Wann haben Sie gemerkt, dass es gut kommt?

Eigentlich schon beim Einschwimmen. Auch im Rennen ist es wahnsinnig gut gelaufen. Ich bin schnell gestartet und wusste immer, dass ich recht deutlich vor Phelps und dem Rest bin. Auf den letzten Metern war dieses Wissen schon etwas komisch. Aber es gab mir auch Ansporn, um durchzuhalten.

Im Halbfinal werden Ihre Gegner den Namen Dominik Meichtry und die Taktik nun kennen.

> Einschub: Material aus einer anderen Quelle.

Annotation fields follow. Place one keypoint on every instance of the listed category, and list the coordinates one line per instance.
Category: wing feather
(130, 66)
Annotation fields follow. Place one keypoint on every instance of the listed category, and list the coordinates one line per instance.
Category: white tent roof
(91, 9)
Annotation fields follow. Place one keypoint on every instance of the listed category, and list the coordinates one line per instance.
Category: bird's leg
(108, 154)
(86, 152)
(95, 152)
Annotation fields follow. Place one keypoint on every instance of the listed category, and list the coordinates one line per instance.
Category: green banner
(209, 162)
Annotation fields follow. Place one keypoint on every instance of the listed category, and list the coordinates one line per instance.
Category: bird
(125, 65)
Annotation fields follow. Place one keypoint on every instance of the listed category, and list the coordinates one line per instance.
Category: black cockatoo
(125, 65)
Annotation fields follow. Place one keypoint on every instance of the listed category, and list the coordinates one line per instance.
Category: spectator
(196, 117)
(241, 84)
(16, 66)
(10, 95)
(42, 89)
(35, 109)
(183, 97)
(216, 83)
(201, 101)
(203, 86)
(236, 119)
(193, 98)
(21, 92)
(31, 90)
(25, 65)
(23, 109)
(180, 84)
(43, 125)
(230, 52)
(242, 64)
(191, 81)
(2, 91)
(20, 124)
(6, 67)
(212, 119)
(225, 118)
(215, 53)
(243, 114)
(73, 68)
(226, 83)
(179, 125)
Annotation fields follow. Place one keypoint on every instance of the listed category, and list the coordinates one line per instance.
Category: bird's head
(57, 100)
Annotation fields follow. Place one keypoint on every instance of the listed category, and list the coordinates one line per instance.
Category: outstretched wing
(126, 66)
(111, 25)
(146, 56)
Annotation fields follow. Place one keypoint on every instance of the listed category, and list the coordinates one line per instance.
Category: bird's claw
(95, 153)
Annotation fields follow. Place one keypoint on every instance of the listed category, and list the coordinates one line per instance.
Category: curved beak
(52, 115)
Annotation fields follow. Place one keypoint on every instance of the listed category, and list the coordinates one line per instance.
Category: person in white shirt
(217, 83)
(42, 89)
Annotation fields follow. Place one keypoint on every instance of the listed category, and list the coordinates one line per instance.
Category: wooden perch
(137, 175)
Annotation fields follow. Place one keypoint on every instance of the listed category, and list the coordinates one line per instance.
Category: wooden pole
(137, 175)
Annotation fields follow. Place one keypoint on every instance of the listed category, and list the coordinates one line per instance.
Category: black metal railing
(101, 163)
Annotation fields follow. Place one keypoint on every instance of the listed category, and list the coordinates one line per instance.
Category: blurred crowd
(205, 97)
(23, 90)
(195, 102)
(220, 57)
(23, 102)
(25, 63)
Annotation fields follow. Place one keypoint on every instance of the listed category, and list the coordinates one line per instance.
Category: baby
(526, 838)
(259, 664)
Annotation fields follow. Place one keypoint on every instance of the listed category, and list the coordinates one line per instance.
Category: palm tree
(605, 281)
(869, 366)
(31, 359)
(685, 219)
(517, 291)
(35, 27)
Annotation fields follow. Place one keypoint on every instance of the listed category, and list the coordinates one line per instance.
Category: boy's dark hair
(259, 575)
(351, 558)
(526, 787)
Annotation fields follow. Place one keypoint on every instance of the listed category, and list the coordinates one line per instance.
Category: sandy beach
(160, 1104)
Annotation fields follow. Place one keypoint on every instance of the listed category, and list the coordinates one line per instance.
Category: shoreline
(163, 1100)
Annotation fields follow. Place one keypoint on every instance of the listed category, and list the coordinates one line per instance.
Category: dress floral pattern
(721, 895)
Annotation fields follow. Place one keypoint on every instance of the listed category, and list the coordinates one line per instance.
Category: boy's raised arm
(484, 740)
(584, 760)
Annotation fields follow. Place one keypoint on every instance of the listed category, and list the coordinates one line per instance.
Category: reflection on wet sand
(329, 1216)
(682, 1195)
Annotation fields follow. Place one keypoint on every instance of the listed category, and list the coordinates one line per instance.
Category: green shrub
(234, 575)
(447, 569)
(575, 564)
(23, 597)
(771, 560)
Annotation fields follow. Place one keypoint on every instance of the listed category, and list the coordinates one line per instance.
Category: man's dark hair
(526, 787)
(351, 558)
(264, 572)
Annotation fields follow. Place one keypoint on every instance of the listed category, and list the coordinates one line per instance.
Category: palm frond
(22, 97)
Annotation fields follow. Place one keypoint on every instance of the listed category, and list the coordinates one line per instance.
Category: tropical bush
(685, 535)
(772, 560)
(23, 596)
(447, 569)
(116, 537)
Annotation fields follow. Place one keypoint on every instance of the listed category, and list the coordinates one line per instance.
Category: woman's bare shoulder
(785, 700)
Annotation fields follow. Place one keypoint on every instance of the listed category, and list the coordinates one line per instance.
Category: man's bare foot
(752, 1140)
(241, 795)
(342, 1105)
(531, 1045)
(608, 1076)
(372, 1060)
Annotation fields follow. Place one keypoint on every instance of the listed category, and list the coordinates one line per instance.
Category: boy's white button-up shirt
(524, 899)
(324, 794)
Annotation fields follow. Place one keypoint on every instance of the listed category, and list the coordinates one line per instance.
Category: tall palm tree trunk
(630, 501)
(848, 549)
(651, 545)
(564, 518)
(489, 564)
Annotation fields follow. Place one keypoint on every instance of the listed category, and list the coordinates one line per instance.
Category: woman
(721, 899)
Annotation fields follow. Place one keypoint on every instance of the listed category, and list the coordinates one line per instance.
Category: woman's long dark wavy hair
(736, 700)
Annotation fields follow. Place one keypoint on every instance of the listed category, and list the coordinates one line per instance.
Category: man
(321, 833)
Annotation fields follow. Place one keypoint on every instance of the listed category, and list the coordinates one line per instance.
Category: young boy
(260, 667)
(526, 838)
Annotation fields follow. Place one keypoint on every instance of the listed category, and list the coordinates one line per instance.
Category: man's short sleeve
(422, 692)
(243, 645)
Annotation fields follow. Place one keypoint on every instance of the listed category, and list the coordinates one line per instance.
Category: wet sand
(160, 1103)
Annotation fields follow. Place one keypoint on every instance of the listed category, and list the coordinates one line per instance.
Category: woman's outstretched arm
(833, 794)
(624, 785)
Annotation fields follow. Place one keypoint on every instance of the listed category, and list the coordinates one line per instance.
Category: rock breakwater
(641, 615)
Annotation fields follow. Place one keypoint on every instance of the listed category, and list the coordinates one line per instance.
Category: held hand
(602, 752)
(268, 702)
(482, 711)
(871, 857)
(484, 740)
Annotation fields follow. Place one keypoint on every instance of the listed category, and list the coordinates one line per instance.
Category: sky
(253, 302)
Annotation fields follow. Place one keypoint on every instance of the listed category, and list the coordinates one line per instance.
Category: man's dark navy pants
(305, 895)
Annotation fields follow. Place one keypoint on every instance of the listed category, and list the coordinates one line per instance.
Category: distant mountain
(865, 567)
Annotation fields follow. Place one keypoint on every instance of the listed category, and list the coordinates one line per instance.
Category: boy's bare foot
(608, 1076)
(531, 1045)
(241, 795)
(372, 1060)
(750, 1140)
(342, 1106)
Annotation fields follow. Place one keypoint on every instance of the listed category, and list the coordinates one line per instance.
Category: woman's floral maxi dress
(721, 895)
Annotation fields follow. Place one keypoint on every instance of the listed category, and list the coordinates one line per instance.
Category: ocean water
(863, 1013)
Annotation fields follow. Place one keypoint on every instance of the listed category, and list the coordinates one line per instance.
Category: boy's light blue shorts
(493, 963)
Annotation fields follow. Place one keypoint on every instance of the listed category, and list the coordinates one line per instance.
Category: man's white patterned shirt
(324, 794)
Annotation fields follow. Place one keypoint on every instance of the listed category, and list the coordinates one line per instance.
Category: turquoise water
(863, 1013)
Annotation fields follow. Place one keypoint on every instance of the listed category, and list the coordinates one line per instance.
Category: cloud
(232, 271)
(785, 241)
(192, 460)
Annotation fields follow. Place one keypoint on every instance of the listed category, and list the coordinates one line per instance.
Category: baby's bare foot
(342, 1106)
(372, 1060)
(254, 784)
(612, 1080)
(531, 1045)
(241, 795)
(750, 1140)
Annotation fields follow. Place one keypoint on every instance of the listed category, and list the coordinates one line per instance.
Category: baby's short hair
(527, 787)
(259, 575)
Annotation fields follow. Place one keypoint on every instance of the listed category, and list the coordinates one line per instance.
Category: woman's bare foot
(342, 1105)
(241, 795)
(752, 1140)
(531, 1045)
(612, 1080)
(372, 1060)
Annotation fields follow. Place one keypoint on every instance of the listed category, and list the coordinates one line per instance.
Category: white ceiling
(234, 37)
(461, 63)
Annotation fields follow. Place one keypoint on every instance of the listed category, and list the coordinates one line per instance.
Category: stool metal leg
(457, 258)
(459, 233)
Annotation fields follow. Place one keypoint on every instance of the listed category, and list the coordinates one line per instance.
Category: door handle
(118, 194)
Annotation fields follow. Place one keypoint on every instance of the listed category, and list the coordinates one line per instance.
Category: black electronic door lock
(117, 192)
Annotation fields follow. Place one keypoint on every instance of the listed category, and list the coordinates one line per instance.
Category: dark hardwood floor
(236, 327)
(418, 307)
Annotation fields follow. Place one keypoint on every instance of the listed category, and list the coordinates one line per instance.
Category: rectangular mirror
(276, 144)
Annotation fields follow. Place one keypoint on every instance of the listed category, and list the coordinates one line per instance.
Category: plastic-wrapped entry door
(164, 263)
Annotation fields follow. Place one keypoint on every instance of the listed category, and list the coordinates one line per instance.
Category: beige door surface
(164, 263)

Meinen Namen kannten schon viele, doch nun kennen sie auch das Gesicht dazu. Zur Taktik: Ich beabsichtige nochmals mein eigenes, gleiches Rennen zu schwimmen.

In Peking finden die Halbfinal- und Finalrennen jeweils am Morgen statt am Abend statt. Spielt das für Sie eine grosse Rolle?

Das ist für mich sicher kein Problem. In der Vergangenheit habe ich gezeigt, dass ich gerade auch zu früher Tageszeit schnell sein kann. Wichtig wird einfach sein, dass ich mich entspannen und schlafen kann.

Nur kurze Zeit später schwammen Sie auch im 100-m-Sprint Bestleistung. Wie ist das möglich?

Wenn man in Form ist, ist das kein Problem. Ich hatte rund 90 Minuten zur Verfügung, um mich aufs Staffelrennen vorzubereiten. An Meetings in den USA hatte ich in weniger Zeit manchmal drei oder vier Einsätze zu bewältigen.